He grew up near Mount Holyoke College, in South Hadley, Massachusetts, where his father, Valentine Giamatti, was a professor of Romance languages and Italian literature. His mother, Mary Claybaugh Walton, was the daughter of Helen (Davidson) Walton and Bartlett Walton, who attended Andover and Harvard College. His paternal grandfather, Angelo Giammattei (so spelled) emigrated from Italy through Ellis Island about 1900.
A. Bartlett Giamatti attended Andover and Yale. He was pledged to Scroll & Key, and graduated magna cum laude in 1960, marrying Toni Smith that same year. Two of their three children, Marcus Giamatti, Paul Giamatti, and Elena Giamatti, have become actors. Bart stayed in New Haven to receive his doctorate in 1964. He became a professor of English at Yale University, an author, and master of Ezra Stiles College at Yale. He spent a brief period teaching at Princeton, but was at Yale for most of his teaching life. When his tenure as Stiles master ended in 1972, he was so popular that his students wanted to honor him with a present. Giamatti told them he wanted a joke gift and they got him a moosehead (from a yard sale), which was ceremoniously hung in the dining hall. As the new master took over, Giamatti told him in a serious tone, "I have only one solemn duty I have to convey to you. Take care of my moose."

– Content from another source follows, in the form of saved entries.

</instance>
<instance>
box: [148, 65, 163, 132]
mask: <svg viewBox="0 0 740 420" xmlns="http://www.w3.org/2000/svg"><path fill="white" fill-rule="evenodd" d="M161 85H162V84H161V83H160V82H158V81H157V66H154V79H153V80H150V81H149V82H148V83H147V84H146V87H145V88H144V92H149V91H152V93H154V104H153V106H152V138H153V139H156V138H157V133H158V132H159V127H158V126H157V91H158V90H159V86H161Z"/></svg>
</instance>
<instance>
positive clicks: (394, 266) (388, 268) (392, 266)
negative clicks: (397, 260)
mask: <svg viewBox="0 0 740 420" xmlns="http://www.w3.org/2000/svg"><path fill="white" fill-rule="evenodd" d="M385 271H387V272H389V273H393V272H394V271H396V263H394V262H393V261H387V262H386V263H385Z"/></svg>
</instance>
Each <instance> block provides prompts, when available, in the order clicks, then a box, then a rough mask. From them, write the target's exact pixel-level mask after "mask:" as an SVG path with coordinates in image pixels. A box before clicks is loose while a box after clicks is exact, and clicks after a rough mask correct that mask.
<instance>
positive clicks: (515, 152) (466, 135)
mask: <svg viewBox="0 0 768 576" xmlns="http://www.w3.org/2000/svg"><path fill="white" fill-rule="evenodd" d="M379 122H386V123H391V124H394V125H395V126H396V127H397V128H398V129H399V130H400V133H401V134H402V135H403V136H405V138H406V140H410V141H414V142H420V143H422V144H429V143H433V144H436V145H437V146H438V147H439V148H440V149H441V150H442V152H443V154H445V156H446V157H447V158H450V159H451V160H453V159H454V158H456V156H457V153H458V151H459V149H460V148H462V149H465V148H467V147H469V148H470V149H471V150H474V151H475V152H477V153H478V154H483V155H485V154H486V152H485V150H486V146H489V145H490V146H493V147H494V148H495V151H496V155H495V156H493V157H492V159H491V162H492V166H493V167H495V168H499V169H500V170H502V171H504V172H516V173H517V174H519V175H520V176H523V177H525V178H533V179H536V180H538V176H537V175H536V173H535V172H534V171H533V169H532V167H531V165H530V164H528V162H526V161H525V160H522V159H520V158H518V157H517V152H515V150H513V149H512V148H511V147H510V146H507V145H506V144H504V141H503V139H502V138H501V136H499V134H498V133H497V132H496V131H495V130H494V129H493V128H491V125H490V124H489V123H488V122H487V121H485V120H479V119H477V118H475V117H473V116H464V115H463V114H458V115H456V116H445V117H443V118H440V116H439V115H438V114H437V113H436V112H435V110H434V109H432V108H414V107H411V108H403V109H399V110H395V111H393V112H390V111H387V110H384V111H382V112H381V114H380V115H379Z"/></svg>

He served as president of Yale University from 1977 to 1986.
His life-long interest in baseball came into play when he became President of the National League in 1986, and later Commissioner of Baseball in 1989. One of his main acts was the banishment for life of Pete Rose from baseball for betting on the sport and associating with known gamblers, detailed in the Dowd Report. He died, at a young age, of a heart attack weeks after banishing Rose.